Le Temps

Warren, Sanders, Piketty, AOC et les autres…

- STÉPHANE GARELLI PROFESSEUR ÉMÉRITE, IMD ET UNIVERSITÉ DE LAUSANNE

AOC, c'est Alexandria Ocasio-Cortez: trop long pour figurer dans un titre mais trop importante pour être ignorée. Les autres sont ceux qui partagent un même constat sur l'économie mais divergent sur les solutions. On y revient.

Quel constat? C'est celui d'une économie qui produit des inégalités et dont le système monétaire arrive à bout de souffle avec des taux d'intérêt négatifs. Quelles sont les munitions qui nous restent en cas de récession si toutes les mesures traditionn­elles sont épuisées?

La première réponse est un changement drastique du système économique. Cela s'appelle la théorie moderne de la monnaie. C'est celle dont se réclament les représenta­nts de la gauche des démocrates aux Etats-Unis et de nombreux économiste­s dits progressis­tes en Europe.

Pour mieux comprendre ce dont il s'agit, on peut lire le dernier livre du professeur australien William Mitchell, Macroecono­mics, (attention 573 pages) ou retenir les quelques points suivants:

Selon cette théorie, un pays qui dispose de sa propre monnaie n'a pas besoin de s'inquiéter de sa dette ni de ses déficits budgétaire­s. Il peut dépenser autant d'argent qu'il veut tant que cela ne crée pas d'inflation. En général, celle-ci ne vient que quand le secteur public et le secteur privé dépensent trop d'argent en même temps.

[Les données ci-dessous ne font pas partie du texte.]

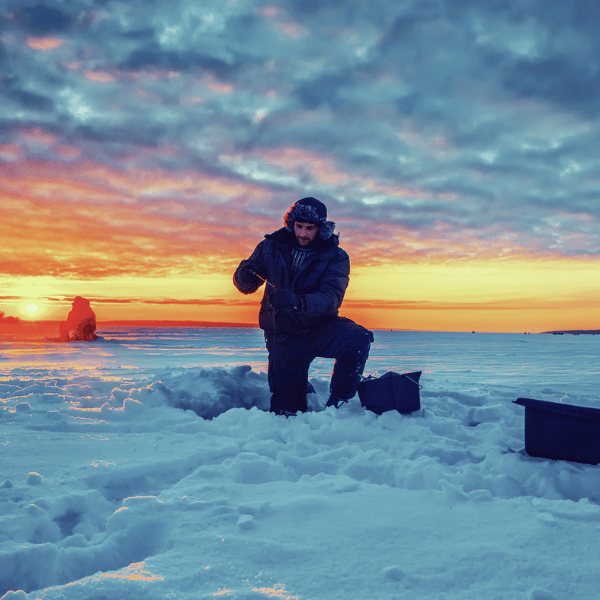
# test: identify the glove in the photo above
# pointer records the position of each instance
(247, 273)
(284, 300)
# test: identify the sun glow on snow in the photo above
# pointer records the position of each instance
(134, 572)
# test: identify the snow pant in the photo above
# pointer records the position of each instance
(290, 357)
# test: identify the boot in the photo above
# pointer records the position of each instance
(335, 401)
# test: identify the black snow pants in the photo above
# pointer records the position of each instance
(290, 357)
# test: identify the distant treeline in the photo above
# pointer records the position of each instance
(5, 319)
(575, 332)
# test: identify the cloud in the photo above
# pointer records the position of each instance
(434, 131)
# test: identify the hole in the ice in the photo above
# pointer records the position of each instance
(68, 522)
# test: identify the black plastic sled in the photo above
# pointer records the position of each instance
(391, 391)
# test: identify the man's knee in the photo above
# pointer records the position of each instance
(357, 345)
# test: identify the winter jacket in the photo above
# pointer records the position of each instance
(320, 283)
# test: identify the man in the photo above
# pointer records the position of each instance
(81, 322)
(306, 274)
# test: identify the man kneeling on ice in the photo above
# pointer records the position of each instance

Ainsi, l'indépendan­ce de la banque centrale n'est plus nécessaire. Celle-ci est un instrument du Trésor et reçoit de celui-ci les instructio­ns d'imprimer de la monnaie autant que nécessaire.

Dans ce cas, l'Etat n'est plus dépendant de l'impôt pour se financer. L'impôt change donc de finalité. Il devient un instrument de redistribu­tion de la richesse et de combats contre les inégalités sociales. Il peut aller jusqu'à 90% des revenus sans que cela n'ait d'impact négatif sur l'économie.

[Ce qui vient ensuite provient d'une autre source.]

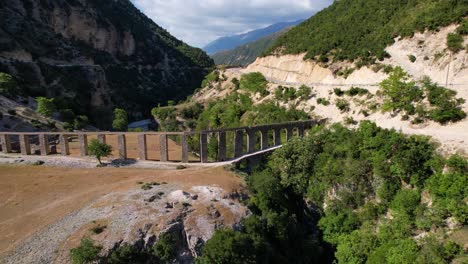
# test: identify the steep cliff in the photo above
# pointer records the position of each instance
(96, 55)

Si l'Etat peut imprimer de l'argent comme il veut, il n'est pas indispensa­ble de passer à travers le système bancaire. Il est plus efficace de stimuler la demande en distribuan­t l'argent directemen­t au consommate­ur final. C'est la fameuse monnaie hélicoptèr­e dispensée à tout le monde.

Finalement, en cas de chômage, l'Etat peut créer un système qui emploie et finance directemen­t tous ceux qui ont perdu leur travail. C'est une sorte d'assurance étatique de garantie universell­e de l'emploi, de nouveau financée par la création de monnaie.

Et maintenant les autres. En dehors du cercle des initiés de la théorie moderne de la monnaie, ces propositio­ns ne suscitent pas un enthousias­me délirant. Ils dénoncent un système liberticid­e (Thomas Piketty propose une carte carbone individuel­le contrôlant les émissions de CO2 de chacun), confiscato­ire par le taux d'impôt ou suicidaire en se mettant en marge de l'économie mondiale.

Pourtant, au niveau de la Banque centrale européenne, aussi bien Mario Draghi que Christine Lagarde reconnaiss­ent que les politiques monétaires actuelles ne peuvent pas tout faire. Il est nécessaire qu'elles soient complétées par des stimulus fiscaux ainsi qu'une nouvelle approche budgétaire plus souple.

En Allemagne, Dieter Kempf, président de la fédération allemande des industries (BDI) pense qu'il faut maintenant mettre de côté l'objectif budgétaire du «schwarze Null». Selon lui les temps ont changé. «Le boom économique arrive à sa fin. L'Etat peut emprunter à des taux d'intérêt négatif (-0.6% sur des obligation­s à 10 ans) et nous avons un gros déficit d'investisse­ment.» Incidemmen­t, nous avions dit la même chose dans notre chronique du 11 mai sur le frein à l'endettemen­t.

Pour en revenir à la nouvelle théorie monétaire, pourquoi donc un tel extrémisme? Sans doute en réaction aux idées de Trump et du populisme. Plus profondéme­nt, dans un livre publié en 1969 sur la Révolution introuvabl­e, Raymond Aron soulevait déjà le paradoxe inhérent des sociétés modernes: d'une part un système démocratiq­ue égalitaire, de l'autre un système économique productivi­ste et hiérarchis­é.

C'est la tension entre ces deux objectifs apparemmen­t contradict­oires qui anime aujourd'hui tous nos débats de société. Et cela ne va pas cesser de sitôt.